La belle tentative poétique et acérée de reconstruction d'une vie à partir du journal absent de six années d'internement psychiatrique.
Sur le blog Charybde 27 : https://charybde2.wordpress.com/2023/01/22/note-de-lecture-portrait-dune-fille-qui-ne-se-ressemble-plus-laurent-georjin/
Une jeune femme. Internée pendant six ans dans un hôpital psychiatrique. Son suicide final, à la préparation annoncée dès les toutes premières pages. Son journal intime, racontant ces années, le quotidien de l'hôpital, les patients et les infirmiers, comme, par bribes à reconstruire, le cheminement qui l'a conduite ici.
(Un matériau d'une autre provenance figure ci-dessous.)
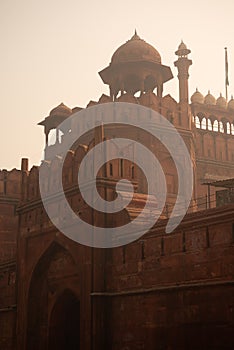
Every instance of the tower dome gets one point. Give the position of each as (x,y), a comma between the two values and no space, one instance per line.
(221,102)
(231,104)
(209,99)
(135,50)
(197,97)
(135,66)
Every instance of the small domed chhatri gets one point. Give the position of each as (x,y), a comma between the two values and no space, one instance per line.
(231,104)
(135,50)
(197,97)
(61,111)
(221,102)
(135,66)
(182,51)
(210,99)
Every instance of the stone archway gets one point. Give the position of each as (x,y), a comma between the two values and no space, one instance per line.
(64,326)
(50,299)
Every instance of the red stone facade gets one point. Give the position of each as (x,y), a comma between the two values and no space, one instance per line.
(162,291)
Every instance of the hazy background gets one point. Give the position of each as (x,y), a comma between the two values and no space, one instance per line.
(52,50)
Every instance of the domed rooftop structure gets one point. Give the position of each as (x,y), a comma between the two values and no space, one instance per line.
(197,97)
(135,50)
(231,104)
(61,110)
(135,66)
(182,51)
(221,102)
(56,117)
(209,99)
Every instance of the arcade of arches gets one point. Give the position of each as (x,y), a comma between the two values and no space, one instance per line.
(159,292)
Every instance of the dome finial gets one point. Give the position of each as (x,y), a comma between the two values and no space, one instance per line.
(135,36)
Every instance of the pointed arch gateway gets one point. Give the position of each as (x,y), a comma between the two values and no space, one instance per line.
(53,310)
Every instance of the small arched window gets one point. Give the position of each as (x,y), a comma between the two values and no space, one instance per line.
(221,128)
(216,126)
(197,122)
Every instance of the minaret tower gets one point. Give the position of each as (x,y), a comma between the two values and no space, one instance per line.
(183,64)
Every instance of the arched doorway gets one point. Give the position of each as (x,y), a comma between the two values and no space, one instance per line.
(50,300)
(64,326)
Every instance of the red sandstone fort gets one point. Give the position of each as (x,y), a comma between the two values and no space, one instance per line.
(161,292)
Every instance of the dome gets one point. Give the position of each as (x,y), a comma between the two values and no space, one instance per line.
(182,50)
(221,102)
(135,50)
(210,99)
(61,111)
(231,104)
(197,97)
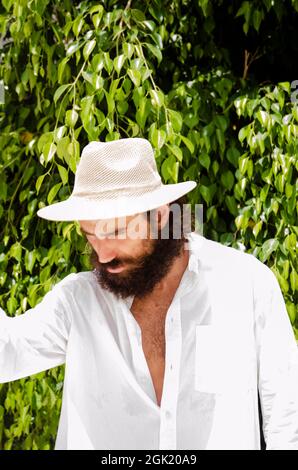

Mais ce journal, nous ne le lirons pas. C'est le narrateur qui nous en transmet sa propre lecture, sa propre envie, son propre constat. Sa propre compréhension : formidable narration lacunaire au filtre indéterminé, à la fiabilité douteuse mais assurément empathique. Palimpseste devenant de plus en plus poétique au fil des pages, lorsque les suppositions apparentes doivent tenter de combler les oublis du journal, de raccorder les fils dénoués, de trouver un sens le plus complet possible aux fragments pourtant pré-agencés que nous découvrons – en essayant d'effacer, si seulement cela était réellement envisageable, les propres idiosyncrasies du narrateur – puis les nôtres.
Publié en février 2022 aux éditions du Canoë, «
Portrait d'une fille qui ne se ressemble plus » est le deuxième roman de
Laurent Georjin, après «
Portraits en forme de nuage qui passe » (2009). Il a entretemps composé bon nombre de fictions et d'instants poétiques radiophoniques pour France Culture et pour RTBF (je vous encourage vivement à prendre le temps d'écouter son impressionnant « Dans l'odeur acide des fougères », porté par la voix de l'actrice Anne-Claire, par exemple). J'ai été largement bouleversé, dans ce « Portrait », par la manière spécifique qu'il a inventée pour rendre compte avec sensibilité, poésie inattendue et absence totale de naïveté de l'internement psychiatrique d'une jeune femme pendant six longues années. Autour d'un exercice potentiellement difficile, ou pouvant aisément verser soit dans le cliché (on se souviendra par exemple des réflexions d'
Arno Bertina à propos du risque du pathos, ici) soit dans l'imagination trop désincarnée, il me semble qu'il a su trouver un équilibre presque parfait, à l'intersection du poignant et du cruel, du paradoxalement beau et du cinglant de la réalité. Comme le dit fort joliment Dominique Panchèvre (ici), la méthode rusée choisie par
Laurent Georjin pour ce travail de mémoire insolite « laisse au lecteur un immense espace d'imagination pour se fabriquer son propre livre ».